The salary you offer is not what hiring costs you. On top of gross pay you owe a CPP match and 1.4× the employee's EI premium — and you withhold their deductions each payday, then remit them to CRA on your remitting schedule. Enter the gross pay and see all three views: your true cost, their take-home, and the remittance — split between CRA and Revenu Québec for Quebec. Provinces: Ontario, Alberta, British Columbia, Manitoba, Nova Scotia, Quebec.
Every dollar of gross pay carries statutory employer amounts that never appear on the employee's paycheque: you match their CPP contributions (base CPP and, above the first earnings ceiling, CPP2) dollar for dollar, and you pay 1.4× whatever EI premium they pay. Those amounts are your cost, on top of salary — this calculator shows the total, so you can budget the hire honestly before you make the offer.
The result covers the amounts computed by the published payroll deduction formulas: federal and provincial income tax withholding, CPP (base and CPP2) and EI — the employee side withheld from pay, plus your matching employer CPP and 1.4× employer EI. In Québec the same views use Revenu Québec's formulas instead: QPP (base and QPP2), QPIP, EI at the Québec reduced rate, federal tax after the 16.5% abatement, plus your employer QPIP, the health services fund and the labour-standards (CNT) contribution. It assumes a full-year employee with basic TD1 (and, in Québec, TP-1015.3-V) claims, paid regular wages.
It deliberately excludes costs that have no single published formula, and says so rather than guessing:
Per CRA's Determine if you need to register page: you must register for a payroll (RP) account before your first remittance due date — the 15th day of the month after the month you first withhold deductions. CRA's own example: hire on March 11, first pay March 25 → first remittance due April 15. If you didn't open the account before hiring, you still have to calculate the deductions and remit them on time, or you may be assessed a penalty.
Each payday you withhold the employee amounts; you send them to CRA, together with your employer share, on your remitting schedule. Per CRA's When to remit page: a new employer whose monthly withholding is under $1,000 and who keeps a perfect compliance record remits quarterly (due April 15, July 15, October 15 and January 15). Otherwise a regular remitter (average monthly withholding under $25,000) remits monthly, by the 15th of the following month — for a typical full-time salary, expect the monthly schedule. If a due date lands on a weekend or holiday, the next business day counts as on time.
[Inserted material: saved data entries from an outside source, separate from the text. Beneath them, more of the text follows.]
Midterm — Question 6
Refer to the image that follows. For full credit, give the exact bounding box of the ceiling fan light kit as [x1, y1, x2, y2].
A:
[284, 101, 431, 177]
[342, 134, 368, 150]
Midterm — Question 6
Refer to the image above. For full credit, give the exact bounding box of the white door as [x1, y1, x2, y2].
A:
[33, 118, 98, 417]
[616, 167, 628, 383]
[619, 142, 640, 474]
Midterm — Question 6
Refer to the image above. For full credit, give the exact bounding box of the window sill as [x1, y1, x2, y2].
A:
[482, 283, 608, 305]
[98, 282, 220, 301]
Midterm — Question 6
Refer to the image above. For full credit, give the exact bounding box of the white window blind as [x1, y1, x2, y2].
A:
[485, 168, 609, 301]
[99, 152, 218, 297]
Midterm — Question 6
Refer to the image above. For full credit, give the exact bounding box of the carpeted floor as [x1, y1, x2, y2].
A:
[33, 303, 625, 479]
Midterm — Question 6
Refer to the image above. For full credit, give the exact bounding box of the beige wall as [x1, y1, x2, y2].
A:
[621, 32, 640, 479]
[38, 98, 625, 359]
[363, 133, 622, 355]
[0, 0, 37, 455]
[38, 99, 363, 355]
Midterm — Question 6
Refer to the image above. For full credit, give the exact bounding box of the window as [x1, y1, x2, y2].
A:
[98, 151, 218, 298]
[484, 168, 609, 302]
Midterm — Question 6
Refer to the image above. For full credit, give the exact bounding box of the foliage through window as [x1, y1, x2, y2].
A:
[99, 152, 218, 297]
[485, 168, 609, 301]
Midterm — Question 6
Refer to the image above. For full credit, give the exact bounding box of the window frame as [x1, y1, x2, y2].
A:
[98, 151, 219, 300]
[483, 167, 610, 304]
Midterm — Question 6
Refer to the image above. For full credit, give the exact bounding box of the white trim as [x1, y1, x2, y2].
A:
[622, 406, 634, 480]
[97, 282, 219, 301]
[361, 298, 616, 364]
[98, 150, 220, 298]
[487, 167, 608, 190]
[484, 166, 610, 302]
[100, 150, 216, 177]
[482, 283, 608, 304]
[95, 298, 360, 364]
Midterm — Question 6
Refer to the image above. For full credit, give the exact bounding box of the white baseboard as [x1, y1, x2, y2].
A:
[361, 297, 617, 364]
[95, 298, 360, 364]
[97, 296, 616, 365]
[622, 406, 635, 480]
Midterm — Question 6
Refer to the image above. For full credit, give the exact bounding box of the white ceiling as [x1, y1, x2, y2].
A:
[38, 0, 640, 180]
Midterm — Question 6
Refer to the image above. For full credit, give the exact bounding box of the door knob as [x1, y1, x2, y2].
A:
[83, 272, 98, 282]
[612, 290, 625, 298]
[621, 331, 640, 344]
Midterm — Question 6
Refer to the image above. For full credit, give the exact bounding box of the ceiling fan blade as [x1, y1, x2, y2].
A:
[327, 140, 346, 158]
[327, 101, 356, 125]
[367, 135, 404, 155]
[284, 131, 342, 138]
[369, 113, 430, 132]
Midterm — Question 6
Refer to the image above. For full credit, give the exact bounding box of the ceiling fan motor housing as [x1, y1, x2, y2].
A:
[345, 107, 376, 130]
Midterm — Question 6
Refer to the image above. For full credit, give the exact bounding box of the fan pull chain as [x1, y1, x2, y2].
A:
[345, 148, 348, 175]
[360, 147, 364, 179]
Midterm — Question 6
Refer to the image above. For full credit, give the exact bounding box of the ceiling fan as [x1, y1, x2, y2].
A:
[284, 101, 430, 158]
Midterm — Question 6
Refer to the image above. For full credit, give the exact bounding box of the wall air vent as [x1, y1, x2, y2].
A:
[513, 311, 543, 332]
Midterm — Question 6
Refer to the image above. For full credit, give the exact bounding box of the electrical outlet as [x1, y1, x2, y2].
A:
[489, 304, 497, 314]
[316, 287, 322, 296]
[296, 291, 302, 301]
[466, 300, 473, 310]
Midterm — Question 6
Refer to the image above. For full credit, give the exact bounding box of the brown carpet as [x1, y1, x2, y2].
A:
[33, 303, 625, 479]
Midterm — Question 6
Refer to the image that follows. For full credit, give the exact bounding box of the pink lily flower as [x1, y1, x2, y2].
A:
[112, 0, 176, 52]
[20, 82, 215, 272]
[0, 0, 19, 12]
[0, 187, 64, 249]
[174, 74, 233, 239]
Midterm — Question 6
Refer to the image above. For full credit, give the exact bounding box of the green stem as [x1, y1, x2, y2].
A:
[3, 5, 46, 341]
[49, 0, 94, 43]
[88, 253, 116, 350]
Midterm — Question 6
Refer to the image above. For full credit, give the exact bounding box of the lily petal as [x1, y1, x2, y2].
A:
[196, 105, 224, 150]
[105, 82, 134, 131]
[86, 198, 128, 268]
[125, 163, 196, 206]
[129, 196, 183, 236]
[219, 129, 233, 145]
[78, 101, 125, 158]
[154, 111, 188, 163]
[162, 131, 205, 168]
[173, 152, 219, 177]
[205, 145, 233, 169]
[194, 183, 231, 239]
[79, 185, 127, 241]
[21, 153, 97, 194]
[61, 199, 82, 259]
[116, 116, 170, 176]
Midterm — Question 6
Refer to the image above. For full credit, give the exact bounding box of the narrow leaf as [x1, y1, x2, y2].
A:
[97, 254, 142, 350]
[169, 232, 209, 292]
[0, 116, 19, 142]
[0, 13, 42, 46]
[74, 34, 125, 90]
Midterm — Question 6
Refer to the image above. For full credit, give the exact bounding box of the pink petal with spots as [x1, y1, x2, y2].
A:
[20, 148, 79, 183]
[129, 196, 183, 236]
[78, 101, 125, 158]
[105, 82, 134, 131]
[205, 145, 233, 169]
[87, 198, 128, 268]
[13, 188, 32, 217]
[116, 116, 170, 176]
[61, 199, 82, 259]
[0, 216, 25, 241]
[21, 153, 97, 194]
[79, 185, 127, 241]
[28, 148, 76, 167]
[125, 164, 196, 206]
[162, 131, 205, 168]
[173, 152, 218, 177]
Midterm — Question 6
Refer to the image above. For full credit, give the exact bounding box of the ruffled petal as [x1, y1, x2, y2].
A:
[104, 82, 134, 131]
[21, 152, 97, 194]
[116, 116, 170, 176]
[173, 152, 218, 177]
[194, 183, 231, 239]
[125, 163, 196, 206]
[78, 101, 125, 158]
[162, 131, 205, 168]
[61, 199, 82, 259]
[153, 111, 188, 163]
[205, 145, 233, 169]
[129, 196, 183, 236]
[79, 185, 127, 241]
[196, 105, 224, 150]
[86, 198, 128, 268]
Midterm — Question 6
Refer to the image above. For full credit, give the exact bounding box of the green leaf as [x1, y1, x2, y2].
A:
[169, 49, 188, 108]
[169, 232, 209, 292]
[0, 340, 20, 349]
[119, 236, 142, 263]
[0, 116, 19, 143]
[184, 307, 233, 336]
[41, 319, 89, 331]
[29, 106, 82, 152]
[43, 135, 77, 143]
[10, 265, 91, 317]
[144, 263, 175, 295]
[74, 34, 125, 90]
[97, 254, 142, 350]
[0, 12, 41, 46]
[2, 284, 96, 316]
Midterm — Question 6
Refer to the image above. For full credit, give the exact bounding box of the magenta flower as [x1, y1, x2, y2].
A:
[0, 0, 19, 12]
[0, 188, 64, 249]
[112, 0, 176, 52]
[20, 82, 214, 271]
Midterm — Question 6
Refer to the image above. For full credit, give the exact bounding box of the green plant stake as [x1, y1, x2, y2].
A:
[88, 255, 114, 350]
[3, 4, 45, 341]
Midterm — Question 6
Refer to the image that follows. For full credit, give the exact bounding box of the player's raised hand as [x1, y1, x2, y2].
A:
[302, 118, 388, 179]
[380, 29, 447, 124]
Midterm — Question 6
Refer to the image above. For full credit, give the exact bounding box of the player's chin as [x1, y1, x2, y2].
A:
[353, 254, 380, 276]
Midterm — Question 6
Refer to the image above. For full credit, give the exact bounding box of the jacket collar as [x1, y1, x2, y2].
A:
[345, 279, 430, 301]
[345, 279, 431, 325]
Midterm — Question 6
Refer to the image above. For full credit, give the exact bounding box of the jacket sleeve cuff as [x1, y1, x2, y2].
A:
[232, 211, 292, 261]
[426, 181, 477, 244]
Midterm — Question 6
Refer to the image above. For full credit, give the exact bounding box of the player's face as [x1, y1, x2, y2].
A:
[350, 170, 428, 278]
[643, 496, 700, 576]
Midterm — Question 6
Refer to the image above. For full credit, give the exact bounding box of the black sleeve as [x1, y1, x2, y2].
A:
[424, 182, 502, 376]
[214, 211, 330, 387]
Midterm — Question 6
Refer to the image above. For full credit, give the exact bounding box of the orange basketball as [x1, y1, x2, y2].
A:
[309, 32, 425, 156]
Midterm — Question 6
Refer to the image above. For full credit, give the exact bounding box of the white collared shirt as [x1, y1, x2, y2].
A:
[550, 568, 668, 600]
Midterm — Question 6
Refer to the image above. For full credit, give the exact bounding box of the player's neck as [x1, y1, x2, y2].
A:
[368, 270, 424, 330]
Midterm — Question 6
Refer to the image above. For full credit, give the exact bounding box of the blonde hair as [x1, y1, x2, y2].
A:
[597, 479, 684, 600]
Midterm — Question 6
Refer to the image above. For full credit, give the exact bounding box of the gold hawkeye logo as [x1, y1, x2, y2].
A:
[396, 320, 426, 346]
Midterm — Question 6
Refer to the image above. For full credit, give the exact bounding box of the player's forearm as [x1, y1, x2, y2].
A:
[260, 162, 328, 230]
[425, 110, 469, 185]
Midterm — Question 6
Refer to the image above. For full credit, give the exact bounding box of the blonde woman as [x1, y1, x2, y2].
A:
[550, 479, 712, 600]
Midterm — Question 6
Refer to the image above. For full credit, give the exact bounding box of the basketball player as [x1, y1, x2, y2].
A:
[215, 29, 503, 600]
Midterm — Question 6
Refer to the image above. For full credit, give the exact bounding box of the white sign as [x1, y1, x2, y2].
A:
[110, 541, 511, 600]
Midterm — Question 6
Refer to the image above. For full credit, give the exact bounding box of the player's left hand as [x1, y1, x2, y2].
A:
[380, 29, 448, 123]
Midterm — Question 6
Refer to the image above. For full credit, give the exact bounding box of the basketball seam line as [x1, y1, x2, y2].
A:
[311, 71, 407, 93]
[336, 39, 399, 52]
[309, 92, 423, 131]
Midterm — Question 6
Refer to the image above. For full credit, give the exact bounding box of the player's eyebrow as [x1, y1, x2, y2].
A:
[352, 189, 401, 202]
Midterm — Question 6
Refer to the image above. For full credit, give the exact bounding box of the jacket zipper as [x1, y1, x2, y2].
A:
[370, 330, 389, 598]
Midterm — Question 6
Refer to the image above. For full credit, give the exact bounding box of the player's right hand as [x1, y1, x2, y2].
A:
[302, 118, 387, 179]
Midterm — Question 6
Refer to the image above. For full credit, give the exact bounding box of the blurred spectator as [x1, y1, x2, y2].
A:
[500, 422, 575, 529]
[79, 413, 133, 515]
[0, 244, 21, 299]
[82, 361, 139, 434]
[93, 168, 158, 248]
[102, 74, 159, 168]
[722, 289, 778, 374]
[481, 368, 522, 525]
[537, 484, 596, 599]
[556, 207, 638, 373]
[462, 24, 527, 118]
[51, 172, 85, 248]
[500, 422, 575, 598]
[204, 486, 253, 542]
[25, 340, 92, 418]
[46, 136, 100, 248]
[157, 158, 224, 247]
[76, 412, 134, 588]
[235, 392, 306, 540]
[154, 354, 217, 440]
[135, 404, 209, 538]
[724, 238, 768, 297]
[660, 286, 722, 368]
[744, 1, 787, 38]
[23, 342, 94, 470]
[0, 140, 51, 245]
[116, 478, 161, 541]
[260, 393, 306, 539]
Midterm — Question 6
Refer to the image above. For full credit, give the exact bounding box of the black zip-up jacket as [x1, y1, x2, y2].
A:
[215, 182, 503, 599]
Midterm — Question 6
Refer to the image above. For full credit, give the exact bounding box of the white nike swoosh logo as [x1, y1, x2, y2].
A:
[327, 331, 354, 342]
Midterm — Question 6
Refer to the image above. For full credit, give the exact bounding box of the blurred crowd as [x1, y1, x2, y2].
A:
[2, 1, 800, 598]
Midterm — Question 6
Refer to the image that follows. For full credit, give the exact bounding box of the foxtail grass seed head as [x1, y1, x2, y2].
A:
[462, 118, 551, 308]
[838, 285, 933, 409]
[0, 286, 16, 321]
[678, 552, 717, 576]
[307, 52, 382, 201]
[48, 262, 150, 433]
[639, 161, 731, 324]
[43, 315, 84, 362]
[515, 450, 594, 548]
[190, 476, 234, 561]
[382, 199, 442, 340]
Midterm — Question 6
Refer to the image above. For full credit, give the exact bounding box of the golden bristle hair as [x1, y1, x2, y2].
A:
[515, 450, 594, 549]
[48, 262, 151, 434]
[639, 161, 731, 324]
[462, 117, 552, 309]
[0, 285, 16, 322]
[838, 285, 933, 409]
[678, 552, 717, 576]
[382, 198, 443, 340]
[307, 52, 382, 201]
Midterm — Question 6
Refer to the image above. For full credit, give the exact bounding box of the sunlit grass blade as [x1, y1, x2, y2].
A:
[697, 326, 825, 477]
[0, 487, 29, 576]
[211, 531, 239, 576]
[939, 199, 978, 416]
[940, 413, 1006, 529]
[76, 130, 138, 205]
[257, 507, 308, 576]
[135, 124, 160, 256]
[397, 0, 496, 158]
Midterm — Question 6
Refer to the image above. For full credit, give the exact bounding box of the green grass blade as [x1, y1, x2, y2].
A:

Late remittances draw penalties of 3–10% (20% for repeat gross negligence), so put the dates in your calendar.
The number this tool shows under “what you remit to CRA” is the combined amount for each pay period; multiply by the pay periods in your remitting period when you file.
If you and your hire agreed on a net (take-home) figure — common for nannies and household employees — use the take-home to gross calculator: it works backwards from the agreed net to the gross for the contract and the same cost and remittance views.
Québec hires are supported — and the mechanics differ. QPP replaces CPP, QPIP premiums apply on top, EI runs at Québec's reduced employee rate, and the federal tax withheld is reduced by the 16.5% Québec abatement. Your employer cost also carries Québec-specific levies this tool computes and breaks out: your QPIP premium, the health services fund (FSS) contribution — shown at the 1.65% rate for total payroll of $1,000,000 or less outside the primary/manufacturing and public sectors — and the labour-standards (CNT) contribution. You remit in two places, and the amounts must not be blended:
Registration is also double: per Revenu Québec's registration page, you register for source deductions with Revenu Québec (Register a New Business service or form LM-1-V) and contact CRA to open a payroll program account. You may also have to register with the CNESST — its insurance premium varies by classification and is not included here.
The wages, your CPP match and the 1.4× EI all deduct on line 9060 of your T2125. Our sister site FreelancerTax.ca has the full T2125 line-by-line reference plus free verified calculators for your own self-employment taxes.
All amounts are computed by an open, deterministic engine implementing CRA's T4127 Payroll Deductions Formulas, 123rd edition (effective July 1, 2026) and 122nd edition (January 1, 2026), with rates and constants transcribed from CRA's published pages — never from an AI model's memory. The engine is cross-checked against CRA's own Payroll Deductions Online Calculator (PDOC) and the T4032 deduction tables to the cent before any province ships. Quebec is computed from Revenu Québec's TP-1015.F-V Formulas to Calculate Source Deductions and Contributions (2026-01 version) plus the T4127 Québec variant (K2Q, F5Q, 16.5% abatement), cross-checked against Revenu Québec's own WebRAS calculator. Annual planning math is shown; payroll software running per-period formulas with year-to-date caps may differ by cents.